One can support inclusivity and engagement through listening and amplifying the voices of persons with lived experience. Many spinal cord injury or disease (SCI/D) rehabilitation programs suffer from an ableism bias, which impedes disability justice, inclusion, and engagement. Inclusion of individuals living with SCI/D in the co-design of future programs and services is critical for fostering a more equitable healthcare environment. People living with SCI/D are experts by experience; their engagement in the development and implementation of health services and research projects will result in more impactful outcomes.
Researchers and healthcare providers are often unsure how to engage people with lived experience. The 10th National Spinal Cord Injury Conference is an opportunity for the SCI/D rehabilitation community to share resources and strategies for effective engagement through workshops and networking initiatives. Keynote speaker Barry Munro will share a historical perspective on engagement based on decades-long career-building partnerships and advocating for people living with SCI/D. In addition, this special issue of Topics in Spinal Cord Injury Rehabilitation shares articles modeling inclusion of people with lived experience in research and care initiatives, such as developing an evidence-based integrated care pathway and identifying key challenges to the implementation of activity-based therapy in Canada.
Sharing sociodemographic information, such as gender and sexual orientation, is essential to providing the highest quality healthcare for individuals with SCI/D. By acknowledging nonbinary genders and trans experiences, healthcare providers can become better at providing equitable services and inclusive care. To date, there is a paucity of literature describing how service delivery is influenced by gender and/or sexual orientation. Further, we also need to consider those with low income, for whom food, housing, and/or medical supply insecurity may be inadvertently impacting rehabilitation outcomes.
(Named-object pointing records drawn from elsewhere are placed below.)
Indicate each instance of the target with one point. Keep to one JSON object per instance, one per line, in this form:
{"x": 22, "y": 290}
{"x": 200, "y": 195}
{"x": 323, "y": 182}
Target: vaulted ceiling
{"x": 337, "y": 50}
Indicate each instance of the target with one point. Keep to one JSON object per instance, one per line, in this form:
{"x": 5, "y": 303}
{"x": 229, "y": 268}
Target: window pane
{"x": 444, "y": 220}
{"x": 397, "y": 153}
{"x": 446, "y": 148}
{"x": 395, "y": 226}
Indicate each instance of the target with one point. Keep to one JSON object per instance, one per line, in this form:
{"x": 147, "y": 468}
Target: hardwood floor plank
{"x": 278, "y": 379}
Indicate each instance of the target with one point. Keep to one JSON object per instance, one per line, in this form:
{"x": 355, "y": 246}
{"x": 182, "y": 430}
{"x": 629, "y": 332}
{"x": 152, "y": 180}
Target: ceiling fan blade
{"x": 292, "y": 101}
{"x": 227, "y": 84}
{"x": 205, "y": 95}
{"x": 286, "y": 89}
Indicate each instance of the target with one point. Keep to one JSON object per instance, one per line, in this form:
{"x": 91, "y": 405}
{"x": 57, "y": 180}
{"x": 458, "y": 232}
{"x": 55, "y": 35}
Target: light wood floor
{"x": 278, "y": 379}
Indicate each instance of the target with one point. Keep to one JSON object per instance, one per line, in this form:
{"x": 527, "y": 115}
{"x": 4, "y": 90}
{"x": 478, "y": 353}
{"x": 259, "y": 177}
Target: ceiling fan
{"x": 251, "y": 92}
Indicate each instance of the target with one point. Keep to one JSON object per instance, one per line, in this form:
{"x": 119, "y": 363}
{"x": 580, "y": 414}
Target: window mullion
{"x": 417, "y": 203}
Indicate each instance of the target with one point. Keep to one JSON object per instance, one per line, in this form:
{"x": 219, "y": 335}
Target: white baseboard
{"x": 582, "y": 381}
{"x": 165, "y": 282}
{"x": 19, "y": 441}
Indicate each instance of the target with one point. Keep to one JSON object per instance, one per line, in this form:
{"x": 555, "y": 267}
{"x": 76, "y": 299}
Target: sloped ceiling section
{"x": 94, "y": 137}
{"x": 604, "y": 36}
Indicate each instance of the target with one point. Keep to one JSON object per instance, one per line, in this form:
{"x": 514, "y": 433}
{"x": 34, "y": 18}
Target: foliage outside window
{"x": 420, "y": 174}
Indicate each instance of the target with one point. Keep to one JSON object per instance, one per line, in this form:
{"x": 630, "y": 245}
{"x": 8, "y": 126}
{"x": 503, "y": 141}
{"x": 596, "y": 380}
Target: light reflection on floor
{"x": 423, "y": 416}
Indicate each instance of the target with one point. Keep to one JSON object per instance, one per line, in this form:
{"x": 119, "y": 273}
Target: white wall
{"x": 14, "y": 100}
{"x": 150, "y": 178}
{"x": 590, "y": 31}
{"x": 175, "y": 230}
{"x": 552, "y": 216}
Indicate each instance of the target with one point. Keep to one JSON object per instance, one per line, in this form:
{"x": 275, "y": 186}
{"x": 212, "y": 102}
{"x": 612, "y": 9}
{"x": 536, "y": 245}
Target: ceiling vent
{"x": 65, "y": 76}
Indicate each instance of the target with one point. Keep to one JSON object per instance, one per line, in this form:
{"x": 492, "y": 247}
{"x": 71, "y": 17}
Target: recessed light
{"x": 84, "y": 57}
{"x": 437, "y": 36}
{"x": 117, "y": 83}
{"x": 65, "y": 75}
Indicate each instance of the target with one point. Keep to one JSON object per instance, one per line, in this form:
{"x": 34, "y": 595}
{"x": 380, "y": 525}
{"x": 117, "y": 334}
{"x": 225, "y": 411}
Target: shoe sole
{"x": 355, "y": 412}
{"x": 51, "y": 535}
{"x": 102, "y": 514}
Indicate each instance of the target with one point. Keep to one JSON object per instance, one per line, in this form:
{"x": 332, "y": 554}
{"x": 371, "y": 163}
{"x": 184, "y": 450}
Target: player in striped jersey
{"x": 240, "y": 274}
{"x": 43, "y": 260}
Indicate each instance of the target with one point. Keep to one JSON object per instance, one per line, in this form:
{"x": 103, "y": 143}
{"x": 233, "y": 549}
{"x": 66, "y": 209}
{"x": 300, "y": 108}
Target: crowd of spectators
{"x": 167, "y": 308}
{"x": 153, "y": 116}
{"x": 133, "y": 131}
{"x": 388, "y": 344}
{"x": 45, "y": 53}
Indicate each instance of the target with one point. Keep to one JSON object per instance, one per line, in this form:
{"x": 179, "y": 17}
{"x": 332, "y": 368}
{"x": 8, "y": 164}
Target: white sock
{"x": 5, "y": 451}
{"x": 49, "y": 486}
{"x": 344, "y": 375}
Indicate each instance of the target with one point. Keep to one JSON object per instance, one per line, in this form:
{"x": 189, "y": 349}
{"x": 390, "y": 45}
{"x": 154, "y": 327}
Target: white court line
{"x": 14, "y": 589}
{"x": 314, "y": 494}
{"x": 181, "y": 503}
As a community, we need to build trust to ensure people feel safe when sharing their personal information and trust that it will be used to optimize their outcomes.
In Canada, we have a history of leadership in the creation of large-scale datasets, such as the Rick Hansen SCI Registry3 and the Open Data Commons for Pre-Clinical SCI Research.4 Developing a transparent equity strategy will necessitate the creation of new datasets to support inclusivity and engagement in the SCI/D rehabilitation field. High quality, socially acceptable minimum datasets that include collection of sociodemographic variables, such as gender, sexual orientation, and race, will provide the data needed to effectively advocate for equitable services and inclusive care over time. We trust that you will use your time at the conference to reflect on your own privilege, oppression, and unconscious biases that may be influencing your perception or delivery of clinical care and research. Try to identify one to two learning opportunities for yourself beyond the conference and plan to meet with a small group of colleagues to discuss what you learned or how the conference influenced your perceptions of yourself.
Welcome to the 10th National Spinal Cord Injury Conference and to the multicultural and cosmopolitan city of Toronto! While visiting with us, we hope you have a chance to visit the Toronto Winter Village in the Distillery District, attend a live show within Toronto's Theatre District or take in a Raptor's or Leaf's game. Enjoy!